Hjelmfelt A, Weinberger E D, Ross J
Max-Planck-Institut für Biophysikalische Chemie, Göttingen, Federal Republic of Germany.
Proc Natl Acad Sci U S A. 1991 Dec 15;88(24):10983-7. doi: 10.1073/pnas.88.24.10983.
We propose a reversible reaction mechanism with a single stationary state in which certain concentrations assume either high or low values dependent on the concentration of a catalyst. The properties of this mechanism are those of a McCulloch-Pitts neuron. We suggest a mechanism of interneuronal connections in which the stationary state of a chemical neuron is determined by the state of other neurons in a homogeneous chemical system and is thus a "hardware" chemical implementation of neural networks. Specific connections are determined for the construction of logic gates: AND, NOR, etc.

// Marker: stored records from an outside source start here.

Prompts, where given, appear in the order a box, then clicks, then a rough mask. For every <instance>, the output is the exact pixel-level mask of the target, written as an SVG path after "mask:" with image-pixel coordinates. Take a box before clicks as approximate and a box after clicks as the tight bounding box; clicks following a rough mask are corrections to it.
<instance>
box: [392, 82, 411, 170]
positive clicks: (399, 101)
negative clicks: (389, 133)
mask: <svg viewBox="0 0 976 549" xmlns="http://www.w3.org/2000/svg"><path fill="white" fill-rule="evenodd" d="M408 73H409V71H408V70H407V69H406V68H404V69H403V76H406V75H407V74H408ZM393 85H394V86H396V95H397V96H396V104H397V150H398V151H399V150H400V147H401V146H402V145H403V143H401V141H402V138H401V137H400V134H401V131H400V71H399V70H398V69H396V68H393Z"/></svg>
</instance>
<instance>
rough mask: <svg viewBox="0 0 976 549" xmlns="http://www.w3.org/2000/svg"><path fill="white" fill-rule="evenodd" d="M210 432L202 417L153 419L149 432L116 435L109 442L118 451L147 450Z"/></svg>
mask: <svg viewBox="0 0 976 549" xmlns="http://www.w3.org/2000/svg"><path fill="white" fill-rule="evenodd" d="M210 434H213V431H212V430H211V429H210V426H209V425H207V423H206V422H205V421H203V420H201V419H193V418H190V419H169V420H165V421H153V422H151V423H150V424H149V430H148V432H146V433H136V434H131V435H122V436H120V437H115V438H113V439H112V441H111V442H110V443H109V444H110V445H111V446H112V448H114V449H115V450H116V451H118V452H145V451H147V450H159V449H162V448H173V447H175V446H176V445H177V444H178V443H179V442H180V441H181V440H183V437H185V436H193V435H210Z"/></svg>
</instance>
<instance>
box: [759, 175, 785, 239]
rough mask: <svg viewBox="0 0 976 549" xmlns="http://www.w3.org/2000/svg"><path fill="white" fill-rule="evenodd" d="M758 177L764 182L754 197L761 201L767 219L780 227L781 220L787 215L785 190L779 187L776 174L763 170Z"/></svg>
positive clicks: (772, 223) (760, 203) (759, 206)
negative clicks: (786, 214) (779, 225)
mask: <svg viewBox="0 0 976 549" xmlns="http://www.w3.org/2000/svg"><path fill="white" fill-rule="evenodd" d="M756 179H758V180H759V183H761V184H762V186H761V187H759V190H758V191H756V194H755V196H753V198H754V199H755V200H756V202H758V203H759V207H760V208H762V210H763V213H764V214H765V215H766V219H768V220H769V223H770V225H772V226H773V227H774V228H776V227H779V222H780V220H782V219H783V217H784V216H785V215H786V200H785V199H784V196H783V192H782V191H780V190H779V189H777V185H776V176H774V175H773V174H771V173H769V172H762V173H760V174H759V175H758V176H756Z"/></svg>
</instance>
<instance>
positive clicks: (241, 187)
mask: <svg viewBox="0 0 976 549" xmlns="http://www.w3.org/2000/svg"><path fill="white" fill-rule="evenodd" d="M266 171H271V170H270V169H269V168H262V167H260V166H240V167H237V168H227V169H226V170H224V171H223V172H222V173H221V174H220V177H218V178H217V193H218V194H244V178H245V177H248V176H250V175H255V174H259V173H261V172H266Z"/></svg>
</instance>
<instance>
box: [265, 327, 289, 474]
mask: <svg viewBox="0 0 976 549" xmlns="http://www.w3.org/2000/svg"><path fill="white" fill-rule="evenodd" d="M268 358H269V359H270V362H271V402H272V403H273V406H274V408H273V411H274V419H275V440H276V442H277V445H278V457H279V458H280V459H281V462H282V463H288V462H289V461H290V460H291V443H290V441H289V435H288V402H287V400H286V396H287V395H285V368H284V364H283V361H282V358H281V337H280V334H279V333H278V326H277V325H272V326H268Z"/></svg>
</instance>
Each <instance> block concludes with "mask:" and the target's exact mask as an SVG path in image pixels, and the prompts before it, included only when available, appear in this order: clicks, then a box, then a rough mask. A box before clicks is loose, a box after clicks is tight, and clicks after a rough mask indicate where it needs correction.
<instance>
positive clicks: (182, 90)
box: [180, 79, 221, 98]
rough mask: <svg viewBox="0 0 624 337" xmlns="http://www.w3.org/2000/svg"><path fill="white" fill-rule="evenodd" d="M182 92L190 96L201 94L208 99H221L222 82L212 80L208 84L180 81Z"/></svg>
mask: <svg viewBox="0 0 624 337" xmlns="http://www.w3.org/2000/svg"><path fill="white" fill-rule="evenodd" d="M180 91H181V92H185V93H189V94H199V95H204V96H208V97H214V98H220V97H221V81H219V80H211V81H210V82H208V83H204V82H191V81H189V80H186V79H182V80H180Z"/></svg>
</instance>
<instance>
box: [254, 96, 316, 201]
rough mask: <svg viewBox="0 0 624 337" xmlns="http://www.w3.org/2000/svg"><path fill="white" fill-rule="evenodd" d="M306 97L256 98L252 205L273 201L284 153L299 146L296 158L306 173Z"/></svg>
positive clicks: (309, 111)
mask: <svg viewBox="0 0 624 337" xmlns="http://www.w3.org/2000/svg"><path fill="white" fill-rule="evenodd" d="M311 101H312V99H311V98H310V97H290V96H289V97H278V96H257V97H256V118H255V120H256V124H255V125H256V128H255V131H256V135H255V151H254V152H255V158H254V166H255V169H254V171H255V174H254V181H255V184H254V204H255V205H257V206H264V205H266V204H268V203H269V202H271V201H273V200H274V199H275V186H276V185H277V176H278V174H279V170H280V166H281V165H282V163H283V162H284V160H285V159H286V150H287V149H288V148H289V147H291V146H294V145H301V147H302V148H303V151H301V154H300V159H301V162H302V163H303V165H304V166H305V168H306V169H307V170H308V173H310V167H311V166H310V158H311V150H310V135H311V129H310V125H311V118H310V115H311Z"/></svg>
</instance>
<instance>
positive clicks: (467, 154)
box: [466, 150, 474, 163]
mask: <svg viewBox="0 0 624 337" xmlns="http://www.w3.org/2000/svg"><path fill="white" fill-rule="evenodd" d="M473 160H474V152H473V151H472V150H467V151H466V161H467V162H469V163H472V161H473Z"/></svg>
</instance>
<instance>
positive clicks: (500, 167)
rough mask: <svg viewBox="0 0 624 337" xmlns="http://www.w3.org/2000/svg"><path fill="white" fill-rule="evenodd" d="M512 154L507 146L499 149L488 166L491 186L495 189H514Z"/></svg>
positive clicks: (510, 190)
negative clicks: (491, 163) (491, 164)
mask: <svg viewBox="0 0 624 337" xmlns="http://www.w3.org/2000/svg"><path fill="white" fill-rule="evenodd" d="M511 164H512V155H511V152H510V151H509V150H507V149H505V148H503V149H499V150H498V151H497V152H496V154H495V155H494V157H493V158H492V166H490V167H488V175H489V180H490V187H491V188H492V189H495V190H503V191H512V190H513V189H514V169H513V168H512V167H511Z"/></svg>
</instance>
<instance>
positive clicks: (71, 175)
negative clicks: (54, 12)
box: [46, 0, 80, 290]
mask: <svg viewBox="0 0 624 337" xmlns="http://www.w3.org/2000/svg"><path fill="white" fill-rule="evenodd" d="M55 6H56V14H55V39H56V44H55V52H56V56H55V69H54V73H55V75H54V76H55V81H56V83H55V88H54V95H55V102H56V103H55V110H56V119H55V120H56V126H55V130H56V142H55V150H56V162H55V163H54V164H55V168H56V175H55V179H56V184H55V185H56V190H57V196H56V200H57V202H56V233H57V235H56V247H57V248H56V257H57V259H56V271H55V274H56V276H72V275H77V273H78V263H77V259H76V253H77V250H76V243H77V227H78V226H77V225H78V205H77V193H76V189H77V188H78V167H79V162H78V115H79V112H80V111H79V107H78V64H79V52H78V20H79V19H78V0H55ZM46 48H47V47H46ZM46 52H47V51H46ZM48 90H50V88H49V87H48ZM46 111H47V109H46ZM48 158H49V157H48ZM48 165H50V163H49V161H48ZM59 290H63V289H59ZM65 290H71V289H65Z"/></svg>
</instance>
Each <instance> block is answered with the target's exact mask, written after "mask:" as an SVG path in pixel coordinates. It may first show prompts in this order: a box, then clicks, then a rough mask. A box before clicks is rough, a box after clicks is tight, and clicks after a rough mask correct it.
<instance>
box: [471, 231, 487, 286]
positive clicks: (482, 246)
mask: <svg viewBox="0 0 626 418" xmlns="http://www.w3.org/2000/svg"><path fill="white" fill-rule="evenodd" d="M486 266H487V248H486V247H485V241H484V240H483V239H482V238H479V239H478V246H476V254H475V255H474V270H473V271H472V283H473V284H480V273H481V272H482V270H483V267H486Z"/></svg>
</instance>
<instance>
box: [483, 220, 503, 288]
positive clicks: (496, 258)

Neural networks may be constructed in which the flow of time is continuous and computations are achieved by the attainment of a stationary state of the entire chemical reaction system, or in which the flow of time is discretized by an oscillatory reaction. In another article, we will give a chemical implementation of finite state machines and stack memories, with which in principle the construction of a universal Turing machine is possible.
我们提出了一种具有单一稳态的可逆反应机制,其中某些浓度根据催化剂的浓度呈现高值或低值。该机制的特性与麦卡洛克 - 皮茨神经元的特性相同。我们提出了一种神经元间连接机制,其中化学神经元的稳态由均匀化学系统中其他神经元的状态决定,因此是神经网络的一种“硬件”化学实现。确定了用于构建逻辑门(如与门、或非门等)的特定连接。可以构建神经网络,其中时间流是连续的,并且通过达到整个化学反应系统的稳态来实现计算,或者其中时间流通过振荡反应被离散化。在另一篇文章中,我们将给出有限状态机和堆栈存储器的化学实现,原则上利用它们可以构建通用图灵机。